Whenever the underlying scan is expensive, which is almost always for event-level fact tables. GROUPING SETS scans the source once and reuses the hash table across grouping levels. Four separate UNION ALL selects scan the source four times. The runtime difference is 4x or more on multi-billion-row tables.

Can I reference a SELECT alias in HAVING?

PostgreSQL, MySQL, BigQuery, and Snowflake allow SELECT aliases inside HAVING as a convenience. SQL Server and Oracle do not. For fully portable SQL, repeat the aggregate expression in HAVING.

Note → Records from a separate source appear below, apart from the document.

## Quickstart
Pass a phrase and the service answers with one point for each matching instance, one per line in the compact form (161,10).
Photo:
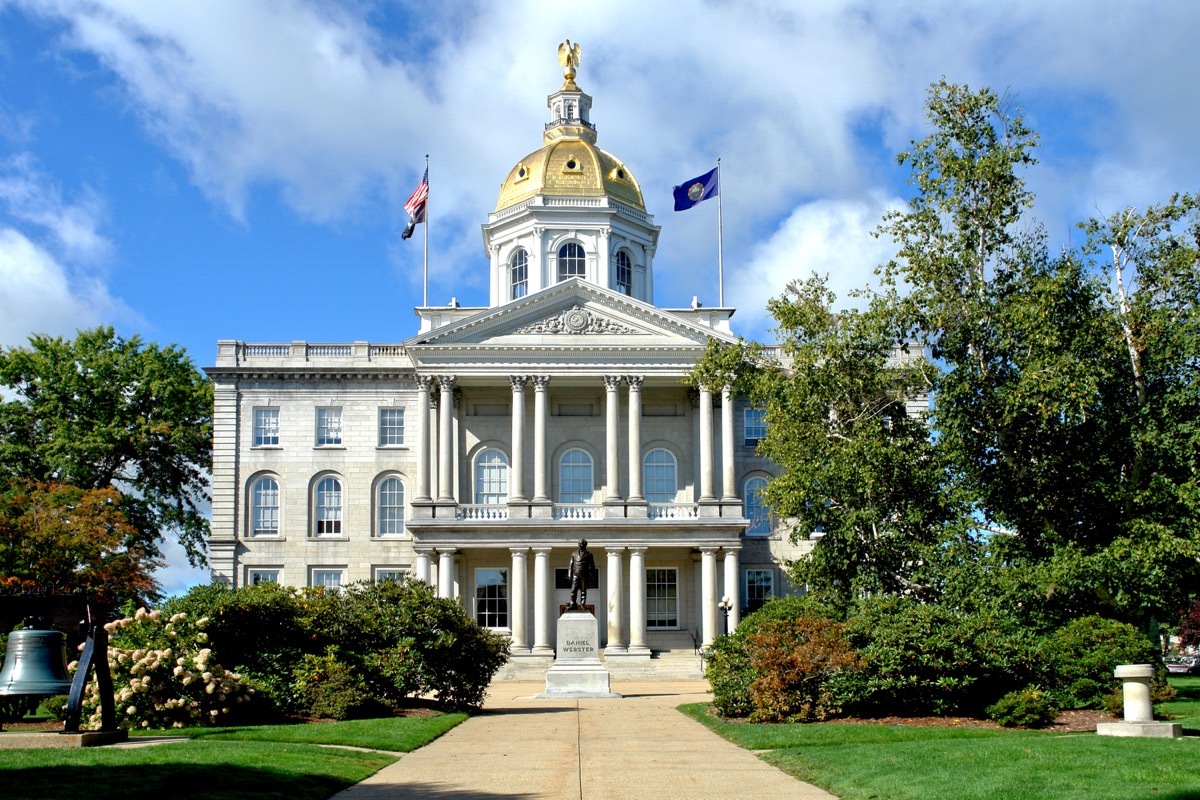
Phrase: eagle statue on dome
(569,59)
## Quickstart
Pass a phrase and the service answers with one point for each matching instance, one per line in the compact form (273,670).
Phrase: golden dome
(570,167)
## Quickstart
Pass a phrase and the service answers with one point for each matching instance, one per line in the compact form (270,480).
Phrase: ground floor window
(329,579)
(492,597)
(255,577)
(390,573)
(661,597)
(760,587)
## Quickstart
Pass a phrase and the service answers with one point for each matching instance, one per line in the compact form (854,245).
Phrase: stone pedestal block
(577,671)
(1139,711)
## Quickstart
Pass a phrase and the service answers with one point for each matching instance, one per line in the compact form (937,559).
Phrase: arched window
(519,274)
(264,504)
(328,507)
(390,507)
(659,476)
(624,272)
(491,477)
(575,481)
(755,509)
(571,263)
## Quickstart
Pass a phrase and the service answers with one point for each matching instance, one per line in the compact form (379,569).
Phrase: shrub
(793,661)
(258,631)
(729,668)
(927,659)
(331,689)
(1027,708)
(165,675)
(1080,656)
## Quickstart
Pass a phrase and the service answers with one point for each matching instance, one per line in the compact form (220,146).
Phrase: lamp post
(725,606)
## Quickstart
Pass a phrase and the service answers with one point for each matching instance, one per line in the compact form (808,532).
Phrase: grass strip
(249,763)
(879,762)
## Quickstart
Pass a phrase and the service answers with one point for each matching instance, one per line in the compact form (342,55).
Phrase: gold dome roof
(570,167)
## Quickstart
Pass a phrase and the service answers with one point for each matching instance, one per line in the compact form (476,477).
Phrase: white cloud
(829,238)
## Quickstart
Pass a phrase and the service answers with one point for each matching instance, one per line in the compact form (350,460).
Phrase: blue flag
(697,190)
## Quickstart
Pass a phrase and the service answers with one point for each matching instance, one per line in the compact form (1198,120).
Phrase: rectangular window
(391,427)
(760,587)
(661,599)
(267,427)
(255,577)
(329,427)
(755,426)
(329,579)
(492,597)
(390,573)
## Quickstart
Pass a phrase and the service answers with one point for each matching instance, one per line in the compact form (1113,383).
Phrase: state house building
(477,453)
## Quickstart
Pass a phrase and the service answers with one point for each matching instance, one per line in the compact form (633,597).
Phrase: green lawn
(868,762)
(251,763)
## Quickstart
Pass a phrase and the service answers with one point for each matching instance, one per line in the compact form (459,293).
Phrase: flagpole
(720,265)
(426,270)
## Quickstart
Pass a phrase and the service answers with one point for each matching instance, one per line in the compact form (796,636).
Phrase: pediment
(570,316)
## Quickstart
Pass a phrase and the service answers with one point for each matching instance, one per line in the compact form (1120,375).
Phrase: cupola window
(571,263)
(624,272)
(519,272)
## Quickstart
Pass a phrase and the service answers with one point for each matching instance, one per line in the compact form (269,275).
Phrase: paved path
(639,746)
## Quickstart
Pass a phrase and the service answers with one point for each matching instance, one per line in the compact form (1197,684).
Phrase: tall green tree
(105,411)
(1045,405)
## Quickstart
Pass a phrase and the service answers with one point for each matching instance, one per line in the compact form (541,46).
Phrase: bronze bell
(36,663)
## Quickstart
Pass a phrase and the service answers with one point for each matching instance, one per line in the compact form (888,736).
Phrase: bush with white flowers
(165,675)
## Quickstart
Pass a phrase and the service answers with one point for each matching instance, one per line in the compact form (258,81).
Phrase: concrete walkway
(639,746)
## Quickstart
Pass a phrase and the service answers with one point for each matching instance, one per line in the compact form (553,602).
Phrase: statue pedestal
(577,671)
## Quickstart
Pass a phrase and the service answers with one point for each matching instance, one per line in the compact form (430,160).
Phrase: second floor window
(491,477)
(329,427)
(391,427)
(755,426)
(267,427)
(571,263)
(575,482)
(659,476)
(519,271)
(328,507)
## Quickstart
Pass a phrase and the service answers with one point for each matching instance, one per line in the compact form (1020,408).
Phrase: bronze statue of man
(581,569)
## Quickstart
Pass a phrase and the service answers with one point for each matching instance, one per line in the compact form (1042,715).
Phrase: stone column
(729,480)
(616,613)
(424,446)
(635,438)
(516,485)
(706,444)
(612,437)
(732,587)
(423,566)
(637,600)
(541,596)
(445,435)
(708,595)
(517,603)
(540,414)
(445,573)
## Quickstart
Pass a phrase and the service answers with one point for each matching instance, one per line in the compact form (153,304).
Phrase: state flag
(697,190)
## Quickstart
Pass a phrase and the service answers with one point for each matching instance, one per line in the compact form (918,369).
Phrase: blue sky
(237,168)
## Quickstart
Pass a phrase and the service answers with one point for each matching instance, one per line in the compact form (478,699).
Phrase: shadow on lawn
(192,782)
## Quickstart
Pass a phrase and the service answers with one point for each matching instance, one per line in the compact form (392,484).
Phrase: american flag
(415,204)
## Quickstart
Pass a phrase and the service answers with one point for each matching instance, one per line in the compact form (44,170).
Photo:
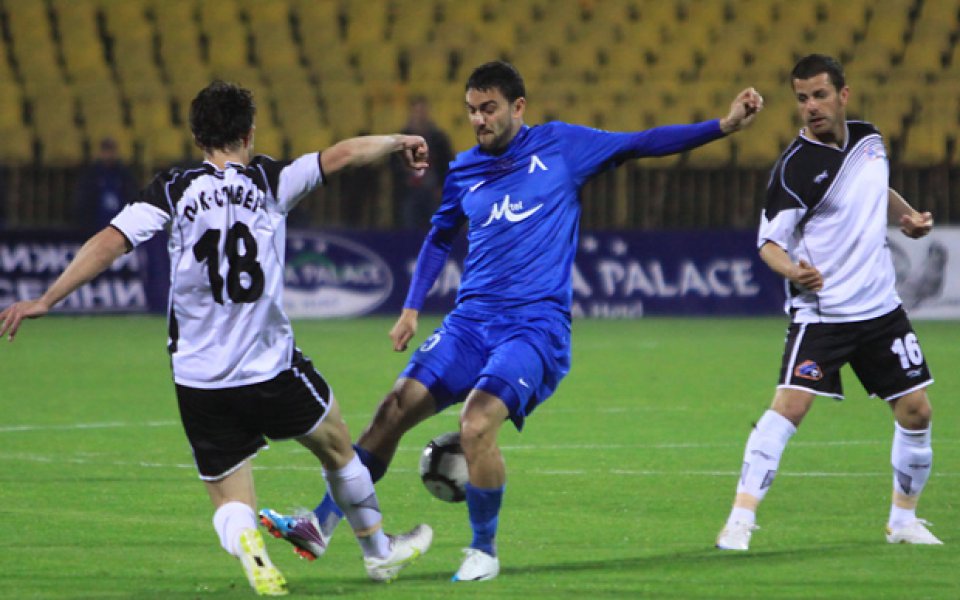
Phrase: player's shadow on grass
(653,563)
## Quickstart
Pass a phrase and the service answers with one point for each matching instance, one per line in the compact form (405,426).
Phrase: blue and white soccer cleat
(404,550)
(302,530)
(736,536)
(477,566)
(914,532)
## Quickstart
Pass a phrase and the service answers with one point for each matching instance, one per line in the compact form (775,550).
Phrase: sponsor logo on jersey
(511,211)
(808,370)
(536,163)
(329,276)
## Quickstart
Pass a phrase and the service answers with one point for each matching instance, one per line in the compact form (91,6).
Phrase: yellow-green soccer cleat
(264,578)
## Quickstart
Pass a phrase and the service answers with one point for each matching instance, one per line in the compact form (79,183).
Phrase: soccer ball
(443,468)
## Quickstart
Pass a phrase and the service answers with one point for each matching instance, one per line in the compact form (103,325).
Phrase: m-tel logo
(511,211)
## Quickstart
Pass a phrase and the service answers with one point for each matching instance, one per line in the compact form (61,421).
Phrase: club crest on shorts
(808,370)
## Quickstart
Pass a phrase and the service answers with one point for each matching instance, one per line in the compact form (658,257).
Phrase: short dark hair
(221,115)
(814,64)
(500,75)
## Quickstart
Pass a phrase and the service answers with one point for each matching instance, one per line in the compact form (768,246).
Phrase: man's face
(822,108)
(495,120)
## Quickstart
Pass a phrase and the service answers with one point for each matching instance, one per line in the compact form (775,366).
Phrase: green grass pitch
(616,488)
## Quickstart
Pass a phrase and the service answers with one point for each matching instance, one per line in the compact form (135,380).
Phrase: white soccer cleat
(264,578)
(736,536)
(914,532)
(477,566)
(404,550)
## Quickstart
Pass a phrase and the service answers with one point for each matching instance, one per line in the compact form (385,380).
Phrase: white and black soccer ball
(443,468)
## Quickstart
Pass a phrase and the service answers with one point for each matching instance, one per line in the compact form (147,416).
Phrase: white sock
(741,515)
(762,455)
(229,520)
(911,457)
(353,491)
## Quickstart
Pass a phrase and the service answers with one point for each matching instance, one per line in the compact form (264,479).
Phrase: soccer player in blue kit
(505,347)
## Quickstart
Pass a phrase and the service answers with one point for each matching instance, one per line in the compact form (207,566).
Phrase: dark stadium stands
(75,71)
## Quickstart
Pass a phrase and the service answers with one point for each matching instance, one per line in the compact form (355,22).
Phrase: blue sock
(484,508)
(328,509)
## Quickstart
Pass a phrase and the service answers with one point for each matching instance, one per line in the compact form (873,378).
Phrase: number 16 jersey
(227,233)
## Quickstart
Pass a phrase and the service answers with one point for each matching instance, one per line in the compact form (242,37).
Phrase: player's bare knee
(475,432)
(913,411)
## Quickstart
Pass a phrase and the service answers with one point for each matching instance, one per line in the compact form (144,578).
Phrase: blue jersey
(522,207)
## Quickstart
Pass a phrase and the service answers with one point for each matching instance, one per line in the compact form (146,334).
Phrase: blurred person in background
(824,229)
(506,345)
(103,187)
(417,193)
(238,374)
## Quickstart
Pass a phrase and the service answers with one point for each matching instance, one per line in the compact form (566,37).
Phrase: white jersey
(227,239)
(828,206)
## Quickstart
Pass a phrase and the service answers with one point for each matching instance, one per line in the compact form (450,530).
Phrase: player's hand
(415,152)
(13,315)
(807,276)
(404,329)
(743,111)
(916,225)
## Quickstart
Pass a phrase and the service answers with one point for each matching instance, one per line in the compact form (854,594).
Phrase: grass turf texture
(616,489)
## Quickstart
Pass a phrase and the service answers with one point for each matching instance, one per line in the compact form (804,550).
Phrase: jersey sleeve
(783,209)
(290,181)
(450,214)
(150,212)
(588,151)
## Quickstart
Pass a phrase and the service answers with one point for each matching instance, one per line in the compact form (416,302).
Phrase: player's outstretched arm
(913,223)
(404,329)
(743,110)
(802,274)
(362,150)
(94,257)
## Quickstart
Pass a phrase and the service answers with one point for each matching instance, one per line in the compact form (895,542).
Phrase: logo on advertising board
(329,276)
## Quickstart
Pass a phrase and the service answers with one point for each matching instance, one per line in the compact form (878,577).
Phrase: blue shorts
(518,358)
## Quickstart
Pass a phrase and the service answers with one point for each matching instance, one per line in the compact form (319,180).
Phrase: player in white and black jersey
(824,230)
(239,377)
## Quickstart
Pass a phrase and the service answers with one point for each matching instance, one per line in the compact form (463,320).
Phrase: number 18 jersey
(227,233)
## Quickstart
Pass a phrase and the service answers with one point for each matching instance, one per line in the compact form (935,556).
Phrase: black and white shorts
(883,352)
(226,426)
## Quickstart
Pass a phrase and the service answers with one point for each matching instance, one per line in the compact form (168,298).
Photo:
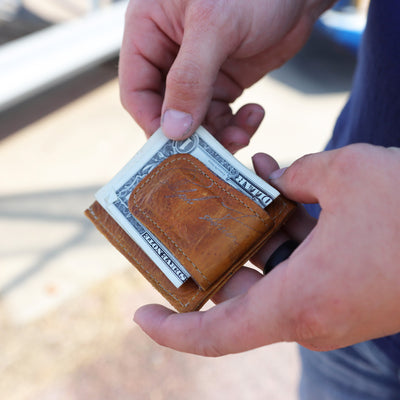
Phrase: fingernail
(176,124)
(277,173)
(254,119)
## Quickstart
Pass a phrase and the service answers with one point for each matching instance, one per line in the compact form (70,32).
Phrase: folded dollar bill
(114,196)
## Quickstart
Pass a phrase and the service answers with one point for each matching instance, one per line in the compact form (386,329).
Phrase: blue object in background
(344,24)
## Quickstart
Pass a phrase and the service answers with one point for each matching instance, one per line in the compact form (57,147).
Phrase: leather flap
(205,223)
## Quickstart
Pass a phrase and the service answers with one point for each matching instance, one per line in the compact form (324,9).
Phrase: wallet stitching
(157,282)
(150,177)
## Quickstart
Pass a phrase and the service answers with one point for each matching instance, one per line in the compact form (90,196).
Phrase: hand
(187,60)
(339,287)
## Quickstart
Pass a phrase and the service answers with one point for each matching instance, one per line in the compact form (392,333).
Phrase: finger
(239,284)
(236,325)
(145,54)
(237,133)
(306,179)
(190,81)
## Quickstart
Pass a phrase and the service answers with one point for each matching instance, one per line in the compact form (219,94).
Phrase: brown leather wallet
(211,228)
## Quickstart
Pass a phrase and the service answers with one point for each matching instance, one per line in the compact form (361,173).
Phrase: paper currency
(114,195)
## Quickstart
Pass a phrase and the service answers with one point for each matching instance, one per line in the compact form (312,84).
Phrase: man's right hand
(184,61)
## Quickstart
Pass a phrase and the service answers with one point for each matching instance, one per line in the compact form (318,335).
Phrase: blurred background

How do I count distinct values across two columns at once?

Use a tuple: COUNT(DISTINCT (a, b)) works on PostgreSQL and Snowflake. On engines without tuple support, concatenate with an unambiguous delimiter — COUNT(DISTINCT a || '|' || b) — picking one that cannot appear in the values. For very large tables prefer APPROX_COUNT_DISTINCT.